Geçen sezon kıyametin koptuğu ‘Süper Kupa’mızın bu sezon başlamadan oynanan maçının ilk yarısı 30. saniyedeki gol ile tamamlandı! Karşılıklı iki üç kırık dökük gol girişimi, o kadar. Gerisi nafile çaba… Beşiktaş golünde büyük hatanın Victor Nelsson’dan geldiğini düşünenimiz kuşkusuz ki çoktur! ‘Top oraya nasıl geldi?’ ile ilgilenenimiz ise aynı oranda azdır! Lakin bu düşük yoğunluklu maçın genelde hakimi Beşiktaş’tı. Pas trafiğinde de, rakibi etkisiz hücumlara yönlendirmede de, kapılan toplarda etkili olmaya gayret etmede de Galatasaray’a göre baskın olan onlardı. ‘Baskın’ dediysem Galatasaray’a göre ‘Baskın’! İzleyenler görmüştür, hazırlık maçlarından buraya gelen Galatasaray pek de iç açıcı performanslar gösterememişti.

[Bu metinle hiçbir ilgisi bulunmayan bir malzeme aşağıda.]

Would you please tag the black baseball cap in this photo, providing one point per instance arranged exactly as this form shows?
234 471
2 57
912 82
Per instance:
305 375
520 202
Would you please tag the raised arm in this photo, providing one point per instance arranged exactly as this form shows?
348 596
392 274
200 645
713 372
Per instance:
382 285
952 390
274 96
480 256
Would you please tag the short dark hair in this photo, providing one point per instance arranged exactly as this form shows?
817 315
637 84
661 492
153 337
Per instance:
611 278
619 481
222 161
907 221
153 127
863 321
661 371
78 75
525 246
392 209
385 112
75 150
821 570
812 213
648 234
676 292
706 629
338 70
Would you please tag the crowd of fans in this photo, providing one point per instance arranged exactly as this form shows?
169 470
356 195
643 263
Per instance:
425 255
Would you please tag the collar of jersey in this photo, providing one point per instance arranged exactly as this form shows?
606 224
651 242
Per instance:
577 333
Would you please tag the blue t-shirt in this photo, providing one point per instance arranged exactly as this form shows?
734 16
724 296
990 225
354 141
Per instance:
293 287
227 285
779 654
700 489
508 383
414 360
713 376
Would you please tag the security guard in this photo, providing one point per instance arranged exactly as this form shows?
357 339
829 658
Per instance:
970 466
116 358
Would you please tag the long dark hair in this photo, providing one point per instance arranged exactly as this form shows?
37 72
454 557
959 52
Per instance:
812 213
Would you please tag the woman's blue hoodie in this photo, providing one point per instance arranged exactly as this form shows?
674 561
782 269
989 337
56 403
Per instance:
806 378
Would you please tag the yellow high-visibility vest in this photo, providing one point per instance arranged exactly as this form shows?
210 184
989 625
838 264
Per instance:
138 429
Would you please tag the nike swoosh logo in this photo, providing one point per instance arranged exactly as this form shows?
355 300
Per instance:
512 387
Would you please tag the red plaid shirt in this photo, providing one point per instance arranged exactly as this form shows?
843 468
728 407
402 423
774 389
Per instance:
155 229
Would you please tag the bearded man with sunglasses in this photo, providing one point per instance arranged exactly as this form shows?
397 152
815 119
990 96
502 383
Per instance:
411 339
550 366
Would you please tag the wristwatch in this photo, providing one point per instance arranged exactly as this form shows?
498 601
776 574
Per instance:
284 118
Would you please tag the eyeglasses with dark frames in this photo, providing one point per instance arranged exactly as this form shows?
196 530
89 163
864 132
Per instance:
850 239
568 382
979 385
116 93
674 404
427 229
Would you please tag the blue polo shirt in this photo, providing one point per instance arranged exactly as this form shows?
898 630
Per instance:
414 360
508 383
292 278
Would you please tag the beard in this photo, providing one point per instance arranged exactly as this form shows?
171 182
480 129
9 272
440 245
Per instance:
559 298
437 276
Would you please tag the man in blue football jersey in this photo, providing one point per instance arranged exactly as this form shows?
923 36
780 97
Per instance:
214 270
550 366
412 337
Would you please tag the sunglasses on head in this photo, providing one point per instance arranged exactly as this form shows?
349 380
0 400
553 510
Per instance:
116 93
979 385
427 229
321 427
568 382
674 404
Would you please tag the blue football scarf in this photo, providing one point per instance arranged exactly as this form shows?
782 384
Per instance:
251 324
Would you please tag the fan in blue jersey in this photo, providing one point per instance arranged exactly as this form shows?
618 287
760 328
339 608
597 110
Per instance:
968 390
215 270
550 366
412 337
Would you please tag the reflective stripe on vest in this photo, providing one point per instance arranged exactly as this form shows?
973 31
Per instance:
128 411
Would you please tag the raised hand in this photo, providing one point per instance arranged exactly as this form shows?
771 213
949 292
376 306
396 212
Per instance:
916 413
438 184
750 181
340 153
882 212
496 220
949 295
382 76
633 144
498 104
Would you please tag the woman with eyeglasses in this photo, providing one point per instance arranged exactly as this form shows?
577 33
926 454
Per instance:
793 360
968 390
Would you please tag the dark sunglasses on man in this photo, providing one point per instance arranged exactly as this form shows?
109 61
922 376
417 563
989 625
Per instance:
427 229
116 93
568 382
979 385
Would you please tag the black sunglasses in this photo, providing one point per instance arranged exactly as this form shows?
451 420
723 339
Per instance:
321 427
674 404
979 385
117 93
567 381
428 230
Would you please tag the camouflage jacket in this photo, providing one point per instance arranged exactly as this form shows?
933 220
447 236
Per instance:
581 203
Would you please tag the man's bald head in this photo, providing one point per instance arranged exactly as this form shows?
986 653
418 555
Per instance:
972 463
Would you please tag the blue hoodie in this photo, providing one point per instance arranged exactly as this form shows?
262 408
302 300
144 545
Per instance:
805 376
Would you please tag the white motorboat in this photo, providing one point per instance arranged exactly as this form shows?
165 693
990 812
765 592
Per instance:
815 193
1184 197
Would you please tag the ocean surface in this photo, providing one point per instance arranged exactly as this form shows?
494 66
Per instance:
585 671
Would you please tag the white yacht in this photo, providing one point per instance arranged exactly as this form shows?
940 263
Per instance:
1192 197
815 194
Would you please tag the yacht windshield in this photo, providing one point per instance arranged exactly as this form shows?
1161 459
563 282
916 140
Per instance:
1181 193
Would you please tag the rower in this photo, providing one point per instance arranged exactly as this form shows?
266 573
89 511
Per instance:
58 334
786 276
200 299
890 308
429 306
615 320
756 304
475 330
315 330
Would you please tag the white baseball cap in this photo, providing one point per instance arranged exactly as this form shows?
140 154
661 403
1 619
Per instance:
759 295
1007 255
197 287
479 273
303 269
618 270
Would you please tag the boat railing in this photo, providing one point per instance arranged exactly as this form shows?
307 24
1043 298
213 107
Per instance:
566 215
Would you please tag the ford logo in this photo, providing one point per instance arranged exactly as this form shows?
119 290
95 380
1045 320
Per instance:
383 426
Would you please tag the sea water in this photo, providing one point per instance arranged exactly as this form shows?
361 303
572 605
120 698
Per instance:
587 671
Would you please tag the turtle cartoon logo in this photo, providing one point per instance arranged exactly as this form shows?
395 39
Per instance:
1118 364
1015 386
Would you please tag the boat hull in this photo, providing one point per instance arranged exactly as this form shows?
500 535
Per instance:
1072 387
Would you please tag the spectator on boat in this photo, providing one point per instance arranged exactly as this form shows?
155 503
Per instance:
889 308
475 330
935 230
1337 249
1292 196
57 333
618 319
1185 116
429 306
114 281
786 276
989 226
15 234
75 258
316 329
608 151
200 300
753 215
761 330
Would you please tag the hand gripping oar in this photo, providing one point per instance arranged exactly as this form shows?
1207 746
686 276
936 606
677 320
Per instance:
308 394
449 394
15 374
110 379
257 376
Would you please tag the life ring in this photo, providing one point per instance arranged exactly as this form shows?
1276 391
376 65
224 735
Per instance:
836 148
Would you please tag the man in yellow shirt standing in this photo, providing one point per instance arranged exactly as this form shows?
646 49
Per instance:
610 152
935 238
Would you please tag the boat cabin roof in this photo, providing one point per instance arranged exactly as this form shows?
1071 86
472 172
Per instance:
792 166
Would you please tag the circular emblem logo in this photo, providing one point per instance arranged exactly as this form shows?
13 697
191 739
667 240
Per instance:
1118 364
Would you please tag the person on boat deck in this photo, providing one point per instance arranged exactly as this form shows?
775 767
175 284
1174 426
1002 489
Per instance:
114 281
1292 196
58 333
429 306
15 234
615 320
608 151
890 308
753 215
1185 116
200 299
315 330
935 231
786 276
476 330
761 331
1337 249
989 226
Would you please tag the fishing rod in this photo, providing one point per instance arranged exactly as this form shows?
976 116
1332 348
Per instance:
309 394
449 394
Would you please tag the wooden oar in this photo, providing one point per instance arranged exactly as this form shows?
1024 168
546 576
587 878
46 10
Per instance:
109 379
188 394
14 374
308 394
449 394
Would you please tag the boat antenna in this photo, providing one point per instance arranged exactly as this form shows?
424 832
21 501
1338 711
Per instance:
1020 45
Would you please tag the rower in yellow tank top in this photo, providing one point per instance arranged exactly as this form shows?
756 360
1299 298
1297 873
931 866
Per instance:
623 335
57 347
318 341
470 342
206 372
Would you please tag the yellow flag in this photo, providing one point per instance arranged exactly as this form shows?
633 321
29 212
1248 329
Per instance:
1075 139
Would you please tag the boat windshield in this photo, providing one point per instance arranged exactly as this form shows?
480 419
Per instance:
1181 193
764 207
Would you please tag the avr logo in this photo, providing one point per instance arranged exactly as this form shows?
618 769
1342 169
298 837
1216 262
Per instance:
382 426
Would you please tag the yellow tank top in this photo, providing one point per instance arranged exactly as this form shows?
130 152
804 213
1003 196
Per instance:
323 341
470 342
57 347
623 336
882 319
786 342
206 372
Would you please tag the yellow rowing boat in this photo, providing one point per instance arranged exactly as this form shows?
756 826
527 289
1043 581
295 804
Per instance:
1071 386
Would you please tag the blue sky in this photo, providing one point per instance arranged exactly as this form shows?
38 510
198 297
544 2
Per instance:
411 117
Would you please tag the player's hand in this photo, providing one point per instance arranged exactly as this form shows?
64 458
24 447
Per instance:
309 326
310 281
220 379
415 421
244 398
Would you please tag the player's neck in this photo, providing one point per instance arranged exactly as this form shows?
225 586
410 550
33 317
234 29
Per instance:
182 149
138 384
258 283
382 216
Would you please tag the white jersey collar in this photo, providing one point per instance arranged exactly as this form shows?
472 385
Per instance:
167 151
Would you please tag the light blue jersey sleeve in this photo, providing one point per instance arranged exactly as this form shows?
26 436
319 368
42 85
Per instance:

Oysa rakibi Beşiktaş, adım adım ilerliyordu. Nitekim bu maça yüksek etki koymadan ama futbol için en gerekli olan ‘Düzeni koruyarak’ sezona kupa moraliyle girmeyi bildiler. Üstelik topa daha az temas ederek! Ancak ‘Verimlilik istatistiği’nde daha iyi olan da onlardı. Belki bu maç iki gol attığı için Ciro Immobile ve kupayı kazandığı için Beşiktaş’a yazacaktır, bilemem ama sezon başının kazanmak ve kaybetmek konusundaki aldatıcılığına kanmamak gerektiğini iyi bilirim.

Yine de Beşiktaş açısından geçen sezonunun rahatsız edici belirsizliğine karşı gayet olumlu bir başlangıç ve hocası Giovanni van Bronckhorst için pozitiflerle dolu bir başlangıç oldu. Hele ki penaltı ve sonrasında gelen dördüncü gol lig için bir gözdağı niteliğindeydi denecektir. Beşinci gol ise Beşiktaş sevincinden daha çok son şampiyon Galatasaray’ın ıstırabıydı sanki! 30 yaş ortalamalı iki takımdan Galatasaray’ın kupayı kaybetmesini ‘Transfer yap(a) maması’na bağlayanlara kulak asmayın. Futbol, tüm etkinlikler gibi bir antrenman dolayısıyla tekrar oyunudur. Ortada gözle görünen bir sorun varsa nedeni de çözümü de bulmak zor değildir ancak öncelik sorunu doğru görmektir.